Whereas her old self's room was a stew of unclosed books, unfolded clothes, and an unmade bed - this refurbished masterpiece of a room was a shrine to her controlling demon: the wide spread across a deep window ledge consisted of the usual childhood stuffed animals, but all facing one way, towards their owner, as if about to break into song. Her straight-backed dolls in their many-roomed mansion appeared to be under strict instructions not to touch the walls; the various thumb-sized figures to be found standing about her dressing table (cowboys, deep-sea divers, humanoid mice) suggested by their even ranks and spacing a citizen's army awaiting orders.

A taste for the miniature was one aspect of an orderly spirit, but the other was a passion for secrets: in a prized varnished cabinet, a secret drawer was opened by pushing against the grain of a cleverly turned dovetail joint, and here she kept her series of diaries. The latest version was locked by a clasp, and an old notebook was written in a forgotten code of her own invention. In a toy safe opened by six secret numbers, she stored letters and postcards and forbidden magazines. An old tin petty cash box was hidden under a removable closet shelf beneath her shoe rack. In the box were treasures that dated back years, to her days in the Old House when she began collecting: a mutant double acorn from Montana, fool's gold, a rain-making spell bought at a funfair, a series of pebbles that has serious multiple-skips-on-a-lake potential.
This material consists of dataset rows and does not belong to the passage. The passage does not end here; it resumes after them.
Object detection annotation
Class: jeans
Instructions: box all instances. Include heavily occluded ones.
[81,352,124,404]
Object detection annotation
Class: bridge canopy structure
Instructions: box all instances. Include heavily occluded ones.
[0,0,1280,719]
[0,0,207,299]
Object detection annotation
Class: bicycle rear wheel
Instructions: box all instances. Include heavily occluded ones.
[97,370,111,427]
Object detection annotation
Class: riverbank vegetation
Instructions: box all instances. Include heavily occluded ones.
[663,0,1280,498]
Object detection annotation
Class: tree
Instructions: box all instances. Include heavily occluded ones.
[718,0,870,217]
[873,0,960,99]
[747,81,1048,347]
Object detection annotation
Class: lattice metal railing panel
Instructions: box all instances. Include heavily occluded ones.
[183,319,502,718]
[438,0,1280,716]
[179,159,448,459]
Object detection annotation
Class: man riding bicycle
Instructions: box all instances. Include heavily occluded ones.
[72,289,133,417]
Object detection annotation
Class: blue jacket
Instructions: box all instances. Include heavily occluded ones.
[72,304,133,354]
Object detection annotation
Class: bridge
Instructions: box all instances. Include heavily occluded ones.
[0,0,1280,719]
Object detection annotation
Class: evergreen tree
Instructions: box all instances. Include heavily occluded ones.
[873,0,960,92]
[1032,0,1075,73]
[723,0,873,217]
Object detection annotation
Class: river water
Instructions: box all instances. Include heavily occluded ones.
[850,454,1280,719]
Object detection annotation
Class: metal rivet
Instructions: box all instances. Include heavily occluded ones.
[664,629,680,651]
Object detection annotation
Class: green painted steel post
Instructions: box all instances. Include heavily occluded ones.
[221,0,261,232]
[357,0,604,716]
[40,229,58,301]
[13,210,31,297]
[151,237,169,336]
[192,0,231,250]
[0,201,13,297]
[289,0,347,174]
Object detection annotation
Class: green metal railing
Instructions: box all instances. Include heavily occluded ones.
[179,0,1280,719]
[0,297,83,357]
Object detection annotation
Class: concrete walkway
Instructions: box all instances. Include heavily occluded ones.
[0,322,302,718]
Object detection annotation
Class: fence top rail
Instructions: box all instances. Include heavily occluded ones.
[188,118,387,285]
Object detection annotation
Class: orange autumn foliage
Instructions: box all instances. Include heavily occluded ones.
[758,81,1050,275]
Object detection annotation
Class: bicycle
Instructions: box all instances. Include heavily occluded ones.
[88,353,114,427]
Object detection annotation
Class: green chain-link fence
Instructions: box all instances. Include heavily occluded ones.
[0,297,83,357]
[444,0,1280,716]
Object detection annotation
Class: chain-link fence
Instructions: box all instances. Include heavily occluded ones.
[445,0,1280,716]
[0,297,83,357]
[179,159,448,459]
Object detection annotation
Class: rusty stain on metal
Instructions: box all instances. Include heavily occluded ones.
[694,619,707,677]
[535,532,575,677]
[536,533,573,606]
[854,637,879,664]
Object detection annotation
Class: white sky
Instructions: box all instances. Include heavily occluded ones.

But hidden drawers, lockable diaries and flatten pebbles could not conceal from her the simple truth: she had no secrets.

Her wish for a harmonious, organized world denied her the reckless possibilities of wrongdoing. Mayhem and destruction were too chaotic for her tastes, and she did not have it in her to be cruel. Her effective status as the only child left in the house merited her absent from any consistent intrigues with friends.

Nothing in her life was sufficiently forbidden or intriguing enough to merit hiding; no one knew about the mutant double acorn from Montana beneath her shoe rack, but no one wanted to know.